Quizás todo esto no formara parte de la construcción del personaje sino más bien de su sincera conducta. Algunas de las imágenes que me vienen a la cabeza cuando me evocan su figura es la de su braceo poderoso en la búsqueda del rebote, su cabina de teléfono con los bíceps como perímetro, sus airadas protestas a los árbitros. Y luego, aunque en un principio su gesto felino asustase, en sus ojos se transmitía una especie de inocua dulzura que no casaba exactamente con lo que sus gestos exponían.

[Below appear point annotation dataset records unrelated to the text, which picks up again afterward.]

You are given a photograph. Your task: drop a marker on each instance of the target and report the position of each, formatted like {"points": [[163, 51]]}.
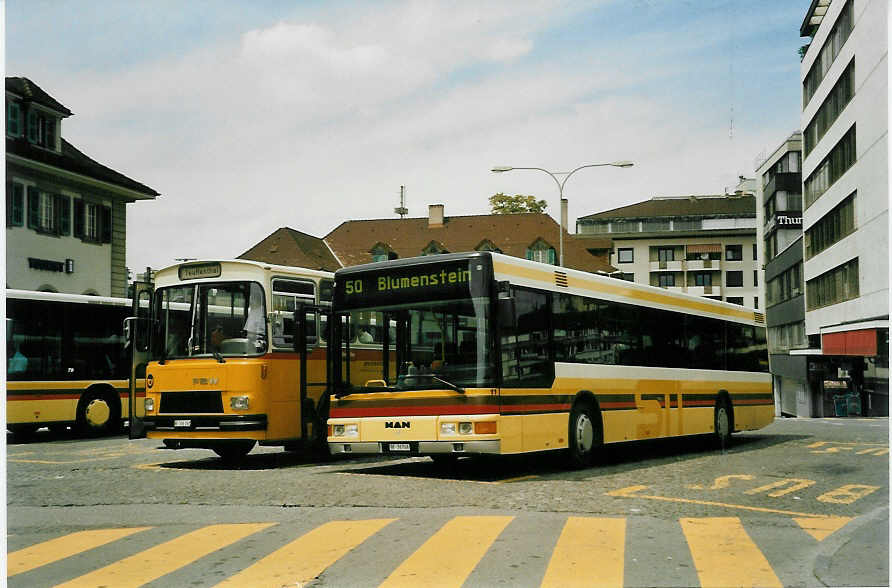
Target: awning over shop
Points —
{"points": [[861, 342], [705, 248]]}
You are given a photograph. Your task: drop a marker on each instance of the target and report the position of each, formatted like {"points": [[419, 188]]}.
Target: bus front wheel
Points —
{"points": [[97, 413], [724, 422], [586, 437]]}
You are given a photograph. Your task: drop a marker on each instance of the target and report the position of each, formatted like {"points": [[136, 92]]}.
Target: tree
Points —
{"points": [[504, 204]]}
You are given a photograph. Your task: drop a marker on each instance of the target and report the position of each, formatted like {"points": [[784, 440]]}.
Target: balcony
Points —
{"points": [[704, 290], [667, 266], [703, 264], [787, 181]]}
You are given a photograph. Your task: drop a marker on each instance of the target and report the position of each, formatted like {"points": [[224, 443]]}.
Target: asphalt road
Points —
{"points": [[799, 503]]}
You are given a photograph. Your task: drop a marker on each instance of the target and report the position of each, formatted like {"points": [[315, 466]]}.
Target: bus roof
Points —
{"points": [[523, 272], [62, 297], [233, 269]]}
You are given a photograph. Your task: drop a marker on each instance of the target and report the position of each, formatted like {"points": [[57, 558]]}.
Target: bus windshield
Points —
{"points": [[209, 319], [426, 345]]}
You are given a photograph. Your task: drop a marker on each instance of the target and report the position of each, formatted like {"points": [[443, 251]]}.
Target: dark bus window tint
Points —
{"points": [[34, 341], [663, 341], [576, 333], [525, 344], [620, 334], [97, 343], [746, 348], [706, 342]]}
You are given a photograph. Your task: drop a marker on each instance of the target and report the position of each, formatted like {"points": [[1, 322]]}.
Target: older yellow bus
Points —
{"points": [[66, 363], [499, 355], [234, 356]]}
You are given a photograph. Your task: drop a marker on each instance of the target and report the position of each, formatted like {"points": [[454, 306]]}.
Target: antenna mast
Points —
{"points": [[402, 210]]}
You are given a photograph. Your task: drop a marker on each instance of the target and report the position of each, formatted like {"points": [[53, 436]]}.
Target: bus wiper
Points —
{"points": [[449, 385]]}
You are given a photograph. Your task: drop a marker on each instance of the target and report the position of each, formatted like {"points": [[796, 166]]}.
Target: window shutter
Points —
{"points": [[105, 224], [33, 208], [32, 126], [63, 205], [79, 218]]}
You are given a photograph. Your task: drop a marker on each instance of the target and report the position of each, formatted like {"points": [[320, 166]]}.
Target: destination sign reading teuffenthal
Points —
{"points": [[428, 281]]}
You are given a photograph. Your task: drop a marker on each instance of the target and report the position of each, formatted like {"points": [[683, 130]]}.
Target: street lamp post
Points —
{"points": [[560, 183]]}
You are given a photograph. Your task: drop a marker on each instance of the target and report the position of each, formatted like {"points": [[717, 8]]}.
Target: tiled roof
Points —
{"points": [[353, 240], [29, 91], [286, 246], [692, 206], [72, 160]]}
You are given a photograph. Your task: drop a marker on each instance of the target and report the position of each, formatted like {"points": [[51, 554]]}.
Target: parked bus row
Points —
{"points": [[442, 356]]}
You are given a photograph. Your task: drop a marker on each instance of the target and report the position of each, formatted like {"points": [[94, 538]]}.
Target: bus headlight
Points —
{"points": [[345, 430]]}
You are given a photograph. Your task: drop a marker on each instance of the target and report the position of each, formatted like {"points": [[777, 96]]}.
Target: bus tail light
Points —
{"points": [[485, 428]]}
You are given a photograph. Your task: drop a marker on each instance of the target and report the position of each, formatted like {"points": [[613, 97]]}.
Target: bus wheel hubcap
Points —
{"points": [[97, 413], [585, 433]]}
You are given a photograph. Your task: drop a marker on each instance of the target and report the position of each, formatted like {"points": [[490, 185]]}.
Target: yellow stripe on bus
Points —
{"points": [[168, 557], [303, 559], [447, 558], [24, 560], [589, 552], [725, 555]]}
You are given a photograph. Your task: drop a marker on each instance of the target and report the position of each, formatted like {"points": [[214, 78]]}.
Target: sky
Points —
{"points": [[251, 116]]}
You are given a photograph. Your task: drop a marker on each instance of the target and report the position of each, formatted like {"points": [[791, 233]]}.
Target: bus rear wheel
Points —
{"points": [[585, 436], [723, 422], [98, 413], [233, 451]]}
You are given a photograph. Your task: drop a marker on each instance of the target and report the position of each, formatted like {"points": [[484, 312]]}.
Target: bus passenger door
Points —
{"points": [[313, 403], [138, 325]]}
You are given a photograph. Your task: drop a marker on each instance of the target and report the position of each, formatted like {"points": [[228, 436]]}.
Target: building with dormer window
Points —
{"points": [[526, 235], [65, 213]]}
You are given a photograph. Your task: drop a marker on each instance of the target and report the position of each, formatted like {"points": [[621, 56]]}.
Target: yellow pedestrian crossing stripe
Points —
{"points": [[450, 555], [305, 558], [724, 554], [588, 551]]}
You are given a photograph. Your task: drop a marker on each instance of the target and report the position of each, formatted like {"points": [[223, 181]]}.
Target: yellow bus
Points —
{"points": [[500, 355], [234, 356], [66, 364]]}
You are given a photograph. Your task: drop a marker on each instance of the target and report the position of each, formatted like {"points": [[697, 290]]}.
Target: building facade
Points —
{"points": [[699, 245], [844, 78], [65, 213], [779, 218]]}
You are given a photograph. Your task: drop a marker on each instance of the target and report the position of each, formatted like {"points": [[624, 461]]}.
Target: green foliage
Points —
{"points": [[504, 204]]}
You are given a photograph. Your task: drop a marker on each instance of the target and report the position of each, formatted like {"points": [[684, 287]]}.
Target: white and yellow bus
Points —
{"points": [[65, 362], [234, 356], [490, 354]]}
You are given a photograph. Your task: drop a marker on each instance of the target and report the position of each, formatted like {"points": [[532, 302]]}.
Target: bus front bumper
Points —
{"points": [[416, 448], [204, 423]]}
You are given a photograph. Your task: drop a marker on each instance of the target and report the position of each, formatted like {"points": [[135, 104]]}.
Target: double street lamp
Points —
{"points": [[560, 183]]}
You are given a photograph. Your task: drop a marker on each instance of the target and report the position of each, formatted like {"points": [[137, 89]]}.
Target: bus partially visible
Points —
{"points": [[490, 354], [235, 356], [66, 362]]}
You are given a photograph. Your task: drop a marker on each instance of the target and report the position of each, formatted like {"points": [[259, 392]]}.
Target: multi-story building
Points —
{"points": [[700, 245], [845, 100], [779, 218], [65, 213], [525, 235]]}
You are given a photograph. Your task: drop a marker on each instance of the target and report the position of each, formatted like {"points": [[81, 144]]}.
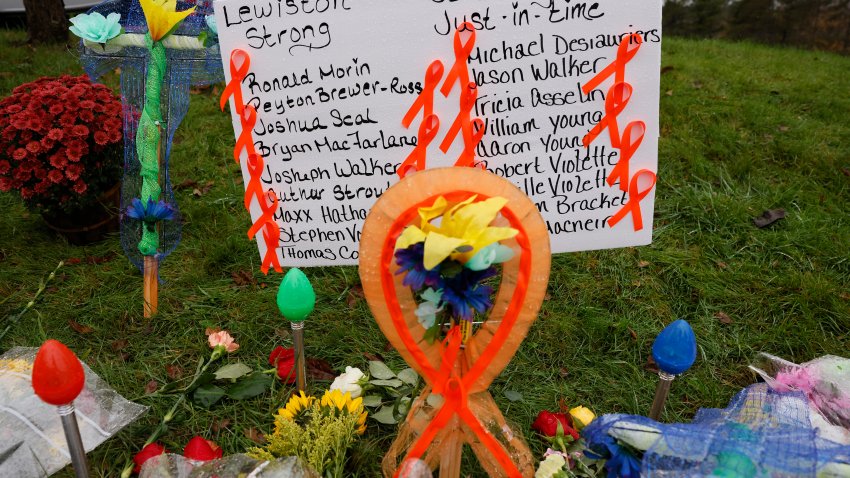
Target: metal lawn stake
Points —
{"points": [[58, 378], [296, 300], [674, 351]]}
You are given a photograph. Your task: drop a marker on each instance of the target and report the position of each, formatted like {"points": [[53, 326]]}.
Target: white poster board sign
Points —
{"points": [[332, 79]]}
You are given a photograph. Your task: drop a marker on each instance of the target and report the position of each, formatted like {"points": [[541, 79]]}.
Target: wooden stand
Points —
{"points": [[151, 286]]}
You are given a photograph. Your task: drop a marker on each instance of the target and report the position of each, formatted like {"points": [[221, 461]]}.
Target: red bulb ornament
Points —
{"points": [[57, 375]]}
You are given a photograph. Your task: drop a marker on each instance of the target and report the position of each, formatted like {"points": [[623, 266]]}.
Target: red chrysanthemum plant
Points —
{"points": [[60, 143]]}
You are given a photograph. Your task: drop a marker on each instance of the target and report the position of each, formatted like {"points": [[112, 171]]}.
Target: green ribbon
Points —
{"points": [[148, 139]]}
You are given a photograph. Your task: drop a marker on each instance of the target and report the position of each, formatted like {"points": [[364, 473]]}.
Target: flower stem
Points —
{"points": [[42, 286]]}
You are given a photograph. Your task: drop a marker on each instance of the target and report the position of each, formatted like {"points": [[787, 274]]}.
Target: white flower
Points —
{"points": [[349, 382], [550, 466]]}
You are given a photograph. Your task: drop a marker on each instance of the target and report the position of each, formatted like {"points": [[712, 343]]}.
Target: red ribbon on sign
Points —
{"points": [[248, 118], [445, 379], [635, 197], [240, 64], [625, 53], [460, 70], [416, 159], [618, 97], [425, 101], [629, 144]]}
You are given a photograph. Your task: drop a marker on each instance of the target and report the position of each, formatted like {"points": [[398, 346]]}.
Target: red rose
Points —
{"points": [[284, 360], [547, 423], [80, 187], [55, 176], [148, 452], [199, 449]]}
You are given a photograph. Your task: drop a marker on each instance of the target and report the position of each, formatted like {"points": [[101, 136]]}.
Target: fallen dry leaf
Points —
{"points": [[175, 372], [219, 425], [769, 217], [243, 278], [80, 328], [255, 436]]}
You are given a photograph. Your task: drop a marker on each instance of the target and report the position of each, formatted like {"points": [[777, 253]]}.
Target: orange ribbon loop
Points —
{"points": [[416, 159], [617, 100], [635, 197], [248, 118], [254, 189], [240, 64], [625, 53], [460, 70], [425, 101], [271, 234], [632, 138]]}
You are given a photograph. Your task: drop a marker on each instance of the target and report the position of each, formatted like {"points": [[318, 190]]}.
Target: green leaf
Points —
{"points": [[371, 401], [409, 376], [513, 396], [232, 371], [207, 395], [380, 370], [250, 386], [387, 383], [385, 415]]}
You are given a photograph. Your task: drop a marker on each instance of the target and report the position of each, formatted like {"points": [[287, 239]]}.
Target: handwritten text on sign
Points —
{"points": [[331, 81]]}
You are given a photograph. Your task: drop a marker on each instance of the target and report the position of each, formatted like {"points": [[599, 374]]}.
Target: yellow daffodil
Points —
{"points": [[462, 232], [162, 17], [296, 405], [582, 416]]}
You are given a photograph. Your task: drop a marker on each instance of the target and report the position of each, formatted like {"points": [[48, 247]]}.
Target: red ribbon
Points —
{"points": [[625, 53], [460, 70], [635, 197], [425, 100], [416, 159], [629, 144], [445, 379], [618, 97], [248, 118], [240, 64]]}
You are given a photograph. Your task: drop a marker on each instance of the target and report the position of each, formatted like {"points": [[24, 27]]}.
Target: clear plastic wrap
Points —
{"points": [[32, 441]]}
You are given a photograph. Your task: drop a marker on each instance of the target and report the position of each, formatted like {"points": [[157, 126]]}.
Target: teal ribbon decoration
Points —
{"points": [[148, 137]]}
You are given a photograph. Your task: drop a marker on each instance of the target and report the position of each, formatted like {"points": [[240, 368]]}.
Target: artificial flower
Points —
{"points": [[95, 27], [582, 416], [619, 461], [211, 24], [493, 254], [550, 467], [199, 449], [553, 425], [162, 17], [462, 232], [223, 341], [284, 360], [349, 382], [426, 311], [335, 401], [296, 407], [151, 213], [149, 451]]}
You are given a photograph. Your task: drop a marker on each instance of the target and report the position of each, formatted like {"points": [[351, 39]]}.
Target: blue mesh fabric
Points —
{"points": [[186, 68], [761, 433]]}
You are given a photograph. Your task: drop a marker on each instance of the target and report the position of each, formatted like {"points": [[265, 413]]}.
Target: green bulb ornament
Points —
{"points": [[296, 299]]}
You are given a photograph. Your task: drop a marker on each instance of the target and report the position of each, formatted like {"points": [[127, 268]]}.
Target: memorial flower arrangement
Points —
{"points": [[447, 259], [60, 143], [318, 430]]}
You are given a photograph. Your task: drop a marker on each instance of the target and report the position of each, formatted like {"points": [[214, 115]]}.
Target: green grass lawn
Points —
{"points": [[745, 128]]}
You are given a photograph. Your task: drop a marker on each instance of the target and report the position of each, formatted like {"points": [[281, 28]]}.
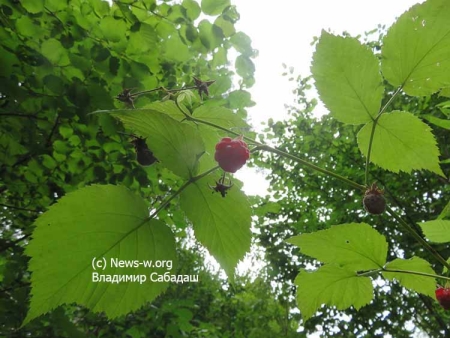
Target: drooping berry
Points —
{"points": [[144, 156], [374, 201], [221, 187], [231, 154], [443, 297]]}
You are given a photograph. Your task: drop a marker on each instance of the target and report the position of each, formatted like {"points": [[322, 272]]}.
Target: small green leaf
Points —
{"points": [[176, 145], [445, 213], [421, 284], [33, 6], [193, 10], [401, 142], [221, 224], [220, 116], [416, 48], [214, 7], [244, 66], [176, 50], [355, 245], [113, 29], [348, 78], [436, 231], [437, 121], [53, 50], [333, 286], [107, 222]]}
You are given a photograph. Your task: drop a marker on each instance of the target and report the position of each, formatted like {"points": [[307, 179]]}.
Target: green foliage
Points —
{"points": [[178, 146], [423, 284], [415, 49], [401, 142], [355, 246], [222, 225], [436, 231], [348, 78], [107, 222], [332, 285]]}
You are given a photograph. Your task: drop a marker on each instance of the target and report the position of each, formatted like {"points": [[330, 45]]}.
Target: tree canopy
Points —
{"points": [[111, 193]]}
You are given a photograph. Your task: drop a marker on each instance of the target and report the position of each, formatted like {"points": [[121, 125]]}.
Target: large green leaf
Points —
{"points": [[214, 7], [401, 142], [422, 284], [416, 48], [437, 121], [221, 224], [177, 145], [348, 78], [355, 245], [437, 231], [98, 222], [220, 116], [334, 286]]}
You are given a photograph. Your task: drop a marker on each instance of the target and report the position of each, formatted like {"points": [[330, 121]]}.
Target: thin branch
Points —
{"points": [[18, 208], [419, 238], [23, 115], [372, 133]]}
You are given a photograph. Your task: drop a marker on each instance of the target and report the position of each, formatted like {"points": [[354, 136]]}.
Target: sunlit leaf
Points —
{"points": [[348, 78], [436, 231], [333, 286], [98, 222], [176, 145], [416, 48], [221, 224], [401, 142], [355, 245], [423, 284]]}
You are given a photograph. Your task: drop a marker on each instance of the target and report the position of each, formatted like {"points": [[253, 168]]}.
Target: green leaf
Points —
{"points": [[437, 121], [167, 107], [142, 41], [113, 29], [348, 78], [210, 138], [445, 213], [421, 284], [333, 286], [33, 6], [176, 50], [436, 231], [193, 10], [401, 142], [221, 224], [220, 116], [416, 48], [176, 145], [214, 7], [244, 66], [55, 5], [53, 50], [355, 245], [97, 222]]}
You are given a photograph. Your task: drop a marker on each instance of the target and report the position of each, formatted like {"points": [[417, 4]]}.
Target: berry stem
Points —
{"points": [[261, 146], [417, 273], [372, 133], [418, 238]]}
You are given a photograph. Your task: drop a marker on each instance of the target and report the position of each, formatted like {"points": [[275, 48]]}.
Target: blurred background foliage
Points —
{"points": [[61, 60]]}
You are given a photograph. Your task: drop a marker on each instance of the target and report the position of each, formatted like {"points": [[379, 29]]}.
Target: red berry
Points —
{"points": [[231, 154], [443, 297], [374, 201]]}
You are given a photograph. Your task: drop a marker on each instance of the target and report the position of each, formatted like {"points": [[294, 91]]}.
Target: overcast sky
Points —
{"points": [[282, 31]]}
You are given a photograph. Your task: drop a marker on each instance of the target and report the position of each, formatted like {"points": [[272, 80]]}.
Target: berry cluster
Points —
{"points": [[231, 154], [374, 201]]}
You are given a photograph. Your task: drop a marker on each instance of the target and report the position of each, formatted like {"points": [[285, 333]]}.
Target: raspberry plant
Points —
{"points": [[189, 135]]}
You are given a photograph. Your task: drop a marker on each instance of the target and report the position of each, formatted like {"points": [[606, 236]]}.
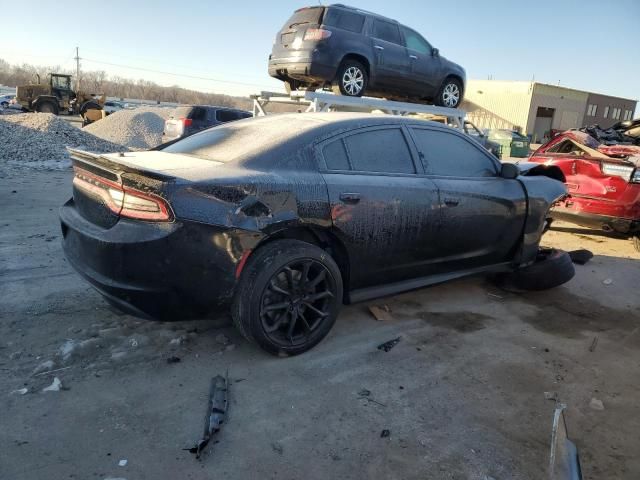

Quizá fueran muy pocos los que descubrieran al verdadero, al auténtico Fernando Martín.

Los que tuvieron el privilegio de viajar a Portland durante su corta aventura en la NBA se acercaron a buen seguro al núcleo de su planeta. Ese fue el Martín más íntimo, más vulnerable, más cercano a la soledad y más alejado de la imagen de superhéroe autosuficiente que se construyó en España. Fernando Martín, el héroe, tuvo la pasta y la cobertura para convertirse en el ídolo de una generación que por primera vez se entusiasmaba con un deportista no sólo por lo que era capaz de hacer en la pista. Los años han pasado rápido, imprudentes, a mayor velocidad de la que deberían haber llevado entre tanta curva. Años después el personaje mantiene toda la contemporaneidad en esta época tan diferente. Y, mucho menos sutil y romántico que Bob Dylan, Martín también se encargó de advertirnos que los tiempos, hace más de un cuarto de siglo, ya estaban cambiando.